Evidentemente, isso joga na privada toda a riquíssima filosofia existencial característica do primeiro filme. Não à toa, a questão da mortalidade - central no primeiro filme - é agora substituída pela questão da liberdade. Trata-se de um tema que, no filme original, era importante, porém secundário. No filme de 1982, quando o grupo de replicantes liderados por Roy Batty (Rutger Hauer) se amotina e se vê livre dos grilhões da escravidão, eles não fogem para algum lugar distante para desfrutar de sua preciosa liberdade: eles vêm para a Terra, sabendo que irão enfrentar os maiores perigos imagináveis, na esperança de encontrar seu criador (o Deus da bioengenharia, Dr. Eldon Tyrell) em busca de longevidade. A luta dos replicantes Nexus 6 era mais do que uma mera luta contra a tirania da escravidão: era uma luta contra a tirania da mortalidade, fechando por completo o círculo que em última instância torna os replicantes tão inteiramente (e intensamente) humanos quanto qualquer um de nós


Ao investir sua narrativa nos "novos" Nexus 8, "Blade Runner 2049" não tem alternativa senão descartar todo o existencialismo e a filosofia do filme original, concentrando seu argumento no replicante-enquanto-problema-político-e-social. Em outras palavras: ao final das contas, o replicante Nexus 8 é um verdadeiro minus simbólico em relação ao replicante Nexus 6 do filme original. Ele mantém as implicações e questionamentos de natureza social e política, que já eram inerentes ao Nexus 6, mas perde por completo a dimensão existencial. Depois de compreender isso, é impossível se admirar com o fato de que o resultado geral de "Blade Runner 2049" é naturalmente muito menos interessante, provocativo e evocativo do que a consagrada obra-prima original.

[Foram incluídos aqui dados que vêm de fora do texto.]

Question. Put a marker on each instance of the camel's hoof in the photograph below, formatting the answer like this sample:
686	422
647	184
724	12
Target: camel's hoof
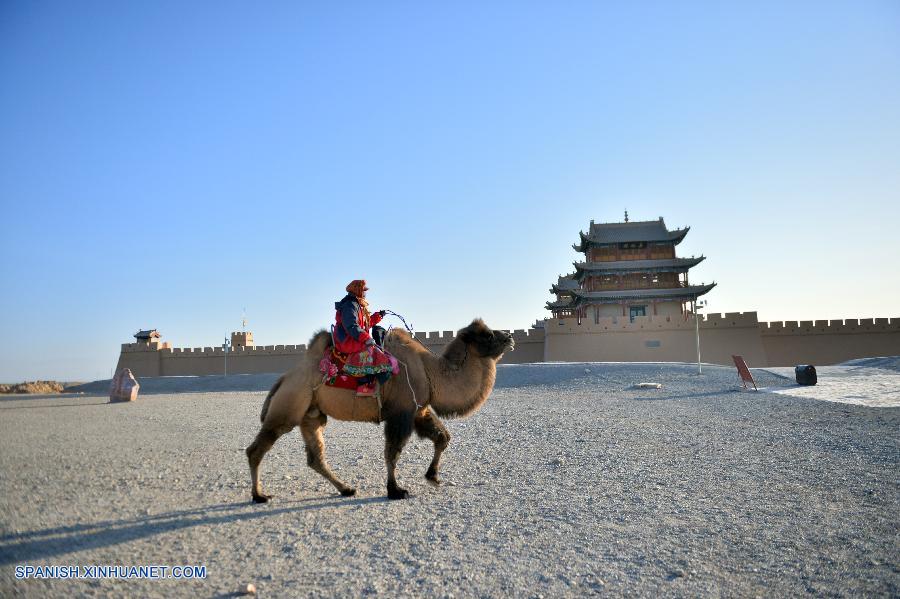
398	493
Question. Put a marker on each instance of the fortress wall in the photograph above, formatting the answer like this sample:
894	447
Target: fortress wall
145	361
655	339
824	342
140	358
241	360
615	339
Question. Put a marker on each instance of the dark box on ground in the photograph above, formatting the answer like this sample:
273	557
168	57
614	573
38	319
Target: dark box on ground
806	374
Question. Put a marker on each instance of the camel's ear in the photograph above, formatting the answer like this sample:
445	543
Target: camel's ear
455	352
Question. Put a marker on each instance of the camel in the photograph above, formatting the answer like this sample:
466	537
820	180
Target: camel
454	384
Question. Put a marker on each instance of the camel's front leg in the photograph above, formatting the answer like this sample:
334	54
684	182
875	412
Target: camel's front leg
311	428
429	427
264	441
397	429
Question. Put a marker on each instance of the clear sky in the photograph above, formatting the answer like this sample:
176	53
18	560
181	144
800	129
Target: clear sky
167	164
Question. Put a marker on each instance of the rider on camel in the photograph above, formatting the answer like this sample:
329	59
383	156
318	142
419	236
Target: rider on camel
353	322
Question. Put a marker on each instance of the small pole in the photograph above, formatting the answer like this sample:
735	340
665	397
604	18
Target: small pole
697	306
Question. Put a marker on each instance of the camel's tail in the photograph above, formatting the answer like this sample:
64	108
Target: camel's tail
262	416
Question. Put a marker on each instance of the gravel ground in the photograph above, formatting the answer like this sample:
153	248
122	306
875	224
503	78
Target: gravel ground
568	482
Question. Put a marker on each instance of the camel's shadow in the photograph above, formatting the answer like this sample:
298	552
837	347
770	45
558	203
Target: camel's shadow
41	544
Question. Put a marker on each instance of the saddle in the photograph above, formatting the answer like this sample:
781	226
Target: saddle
360	371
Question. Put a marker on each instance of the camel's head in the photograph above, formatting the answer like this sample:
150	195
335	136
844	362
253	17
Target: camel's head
485	342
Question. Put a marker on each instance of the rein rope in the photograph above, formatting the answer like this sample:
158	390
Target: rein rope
405	367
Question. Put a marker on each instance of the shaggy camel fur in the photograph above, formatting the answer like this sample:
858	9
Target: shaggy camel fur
456	383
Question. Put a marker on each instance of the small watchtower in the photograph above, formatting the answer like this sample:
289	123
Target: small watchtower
241	339
149	336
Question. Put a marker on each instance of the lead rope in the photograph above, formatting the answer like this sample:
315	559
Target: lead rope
405	367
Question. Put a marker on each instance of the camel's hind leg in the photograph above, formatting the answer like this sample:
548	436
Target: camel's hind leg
429	427
264	441
397	429
311	428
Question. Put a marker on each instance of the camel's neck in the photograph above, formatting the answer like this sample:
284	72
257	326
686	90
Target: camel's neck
459	390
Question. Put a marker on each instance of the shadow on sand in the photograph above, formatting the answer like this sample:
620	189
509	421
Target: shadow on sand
41	544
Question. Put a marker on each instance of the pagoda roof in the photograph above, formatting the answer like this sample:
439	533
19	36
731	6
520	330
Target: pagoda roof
566	303
613	233
618	295
565	284
582	298
620	266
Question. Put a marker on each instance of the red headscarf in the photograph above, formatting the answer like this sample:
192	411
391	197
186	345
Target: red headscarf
357	287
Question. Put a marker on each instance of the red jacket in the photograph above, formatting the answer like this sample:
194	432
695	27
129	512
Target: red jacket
352	325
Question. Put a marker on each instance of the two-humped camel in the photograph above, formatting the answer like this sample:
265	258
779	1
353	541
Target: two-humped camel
453	384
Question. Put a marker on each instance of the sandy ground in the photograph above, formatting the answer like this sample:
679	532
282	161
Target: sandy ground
873	382
568	482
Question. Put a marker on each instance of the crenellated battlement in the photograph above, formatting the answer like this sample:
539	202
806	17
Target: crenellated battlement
831	327
650	323
662	337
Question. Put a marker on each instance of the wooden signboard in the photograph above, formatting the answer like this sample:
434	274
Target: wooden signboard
746	377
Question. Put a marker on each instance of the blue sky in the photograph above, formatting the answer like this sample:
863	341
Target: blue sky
167	166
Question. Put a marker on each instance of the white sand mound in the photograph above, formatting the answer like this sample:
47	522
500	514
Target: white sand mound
872	382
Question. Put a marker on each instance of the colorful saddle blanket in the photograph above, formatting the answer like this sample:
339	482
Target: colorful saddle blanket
346	370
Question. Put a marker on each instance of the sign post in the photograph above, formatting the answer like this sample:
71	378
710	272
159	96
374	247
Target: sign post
225	347
697	306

A consequência direta desta perda da dimensão existencial-filosófico-religiosa em prol de um argumento centrado no aspecto político-social é muito clara. Na segunda metade do filme, fica evidente que "Blade Runner 2049" pretende empurrar este universo ficcional na direção de uma "planetadosmacacoslização" da franquia, só que com replicantes no lugar dos macacos inteligentes criados pela humanidade.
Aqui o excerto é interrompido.